Sunday, September 14, 2014
A Freshman/Senior
Spending more time on campus makes me realize that I had a very unique college experience. As a junior in high school, I discovered some trap door escape route to college. Sure, I had friends who took dual enrollment courses through local offerings. No, this was different. This was moving to a college campus hours away from home, living in a dormitory, secretly/officially still a senior in high school, but living like a freshman in college. In fact, I was still considered enrolled at the high school. This was no G.E.D. program. At the end of the academic year, I still walked with my high school graduating class. It was a parallel life.
It was, like I said, some trap door escape from my little suburban city. I looked at a couple of schools with this "program;" however, I ended up at a private college in West Palm Beach. I believe they were sponsored by the baptist church, but certainly tried to seem nondenominational. So, as my fellow seniors started their exciting last year at the top of the class, I was packing my white Honda Civic hatchback for freshman orientation.

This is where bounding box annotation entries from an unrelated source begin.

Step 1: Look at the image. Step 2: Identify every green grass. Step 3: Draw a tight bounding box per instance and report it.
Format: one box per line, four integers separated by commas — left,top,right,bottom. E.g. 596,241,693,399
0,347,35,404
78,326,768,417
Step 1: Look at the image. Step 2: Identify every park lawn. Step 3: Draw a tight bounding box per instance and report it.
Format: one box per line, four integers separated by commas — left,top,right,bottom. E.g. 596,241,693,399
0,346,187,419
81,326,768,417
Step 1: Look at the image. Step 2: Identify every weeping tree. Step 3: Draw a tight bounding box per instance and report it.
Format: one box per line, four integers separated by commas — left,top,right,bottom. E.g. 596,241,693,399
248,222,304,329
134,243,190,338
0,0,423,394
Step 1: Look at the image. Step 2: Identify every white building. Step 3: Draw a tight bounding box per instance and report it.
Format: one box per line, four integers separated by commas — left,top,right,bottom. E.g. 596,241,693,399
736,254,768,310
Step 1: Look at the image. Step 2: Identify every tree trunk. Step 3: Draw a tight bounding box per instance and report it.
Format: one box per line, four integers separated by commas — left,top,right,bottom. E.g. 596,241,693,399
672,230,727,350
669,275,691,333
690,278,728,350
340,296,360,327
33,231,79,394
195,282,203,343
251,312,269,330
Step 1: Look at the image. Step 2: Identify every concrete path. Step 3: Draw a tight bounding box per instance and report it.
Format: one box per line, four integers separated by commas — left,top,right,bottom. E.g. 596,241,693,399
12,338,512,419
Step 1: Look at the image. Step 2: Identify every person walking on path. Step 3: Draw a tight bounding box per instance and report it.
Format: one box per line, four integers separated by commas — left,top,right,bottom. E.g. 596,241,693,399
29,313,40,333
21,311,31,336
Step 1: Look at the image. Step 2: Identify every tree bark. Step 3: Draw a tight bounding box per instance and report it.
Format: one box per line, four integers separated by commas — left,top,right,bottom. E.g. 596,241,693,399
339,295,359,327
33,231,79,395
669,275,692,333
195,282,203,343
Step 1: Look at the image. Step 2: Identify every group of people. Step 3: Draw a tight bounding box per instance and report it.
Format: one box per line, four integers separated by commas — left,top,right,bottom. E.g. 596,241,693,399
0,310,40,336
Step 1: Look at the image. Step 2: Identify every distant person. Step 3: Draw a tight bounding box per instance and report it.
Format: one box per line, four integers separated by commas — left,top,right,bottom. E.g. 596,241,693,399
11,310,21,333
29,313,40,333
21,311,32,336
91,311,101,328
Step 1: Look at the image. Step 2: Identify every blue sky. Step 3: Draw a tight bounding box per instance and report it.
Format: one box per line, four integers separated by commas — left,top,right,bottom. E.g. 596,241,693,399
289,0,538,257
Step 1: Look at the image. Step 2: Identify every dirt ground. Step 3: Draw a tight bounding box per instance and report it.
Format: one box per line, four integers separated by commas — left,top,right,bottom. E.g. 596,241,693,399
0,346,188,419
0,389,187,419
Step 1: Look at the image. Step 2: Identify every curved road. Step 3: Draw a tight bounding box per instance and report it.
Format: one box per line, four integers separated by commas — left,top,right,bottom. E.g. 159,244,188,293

There were spanish stuccoed, high-rise dormitories on campus filled with the upper crust christian kids with loaded parents. That wasn't me, thank god. A block or two away was my dorm -- along with a hundred or so other girls--all of us heathens for sure. It was a renovated old motel on the inter coastal, adjacent to the Norton museum of art. The location was phenomenal even if it the accommodations were rather cramped. I roomed with five other girls in a two bedroom apartment. Four nestled into a larger bedroom while two more bunked in a separate room with an adjacent bath. We had a common living area and kitchen. I don't recall using any of the "amenities" of our dorm -- not even the pool. Since it was a little private christian college and we were freshman, there was of course a resident den mother-type who'd come check on us every night--the evening roll call. If we were leaving campus for the weekend, we signed out in the lobby and stated where we'd be headed. I assume they thought we'd tell them truthfully where we were going.
I was seventeen, very soon to be eighteen, when my unofficial college career began. I could walk to the downtown Palm Beach scene, the local bars and nightlife. I periodically went on dates with wealthy, highly dysfunctional men who offered me a tour of their houses. There was one who, on our first and only date, wanted to play doctor with me. Crazy. He was crazy. I was crazy, no...I was naive.... more naive than I am now.
I worked in Palm Beach at various interesting places. I was a nanny for a couple of attorneys. I worked as a valet for the performing arts center where I parked and fetched the Bentleys, Jaguars, and antique cars of the aristocrats. I saved up over a thousand dollars and bought a ticket to Santa Barbara, CA. I explained to my parents I was heading west during Spring Break and staying with some friend I'd met on the internet....back when the internet was a safe place. Ha. Oh, I was young and in that place where I felt I could do anything. Part of me still feels that way. I have very few regrets even in the sometimes dangerous, certainly carefree path I've taken. I look at others who live such sheltered, restricted lives and wonder how they do it. I don't know any other way but to be wild and adventurous.